Colonel Macdonell's wise suggestion was not at the time carried into effect, but a few years afterwards, when our relations with the United States had arrived at a crisis, the British Government adopted his plan, and gladly availed itself of the services of the hardy band of Highland Loyalists, who had made their home in Glengarry in Canada, and fortunately, though Colonel John Macdonell was unable to aid his Sovereign and his Country, the patriotic Chaplain (afterwards Bishop) Macdonell with the assistance, as will be seen, of another namesake and clansman, raised and organized the Glengarry Light Infantry Regiment, that ubiquitous Regiment which fought through the War of 1812-14, and caused the name of Glengarry to be respected by those who gloried in the freedom of British institutions, and feared by those who sought to overthrow them. I am unable to state definitely the date of the death of this gallant Officer and meritorious public servant.

I fear that having spent the best portion of his lifetime in the service of the country, his latter years were burdened by ill-health and pecuniary embarassment. I observe in a letter from his sister, the wife of General Ross, to her brother, Mr. Hugh Macdonell, Consul-General at Algiers, this paragraph "By a letter from Chichester (another brother who was then Lieutenant-Colonel of the Eighty-Second Regiment) who had letters from Canada, I am sorry to find that our brother John's health has been on the decline, and I fear his means also. Chichester has procured him the pay-mastership of the Tenth Veteran Battalion, which will be something in the meantime. Had he not trusted so much to other people, he would not have been under the necessity of accepting of such a trifle. Poor fellow, he thought all the world as honest-hearted as himself."

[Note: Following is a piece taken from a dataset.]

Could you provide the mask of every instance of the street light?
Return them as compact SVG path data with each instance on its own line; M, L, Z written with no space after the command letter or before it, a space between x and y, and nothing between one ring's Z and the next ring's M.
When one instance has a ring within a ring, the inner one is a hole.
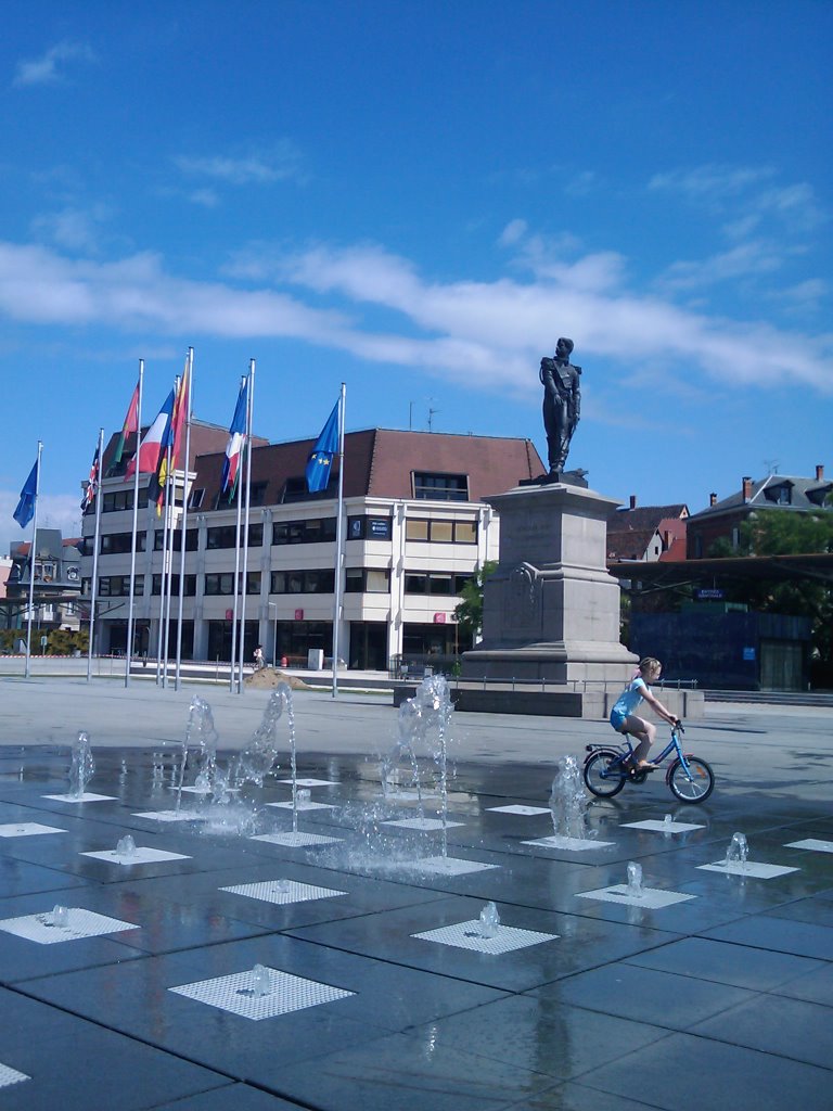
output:
M272 639L272 667L278 667L278 603L267 602L270 610L274 610L274 635Z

He died at Quebec, on his way, I believe, to England, probably lo take the appointment indicated above, and was buried under the Catholic Cathedral Church there.

He left one son, Alexander Macdonell, Major in the Lancaster Regiment of Glengarry Highlanders, which served throughout the Rebellion of '37-8, and who died many years ago, when comparatively young, and of whose family one daughter now survives, and still retains in Glengarry a considerable portion of the property, which was granted in return for the stern and unfailing loyalty of her grandfather and his father. It is known as the Schenectady property from the fact that Colonel Macdonell had married a lady from that part of the State of New York, a Miss Yates—whose family, unlike that of her husband, had adhered to the revolutionary side.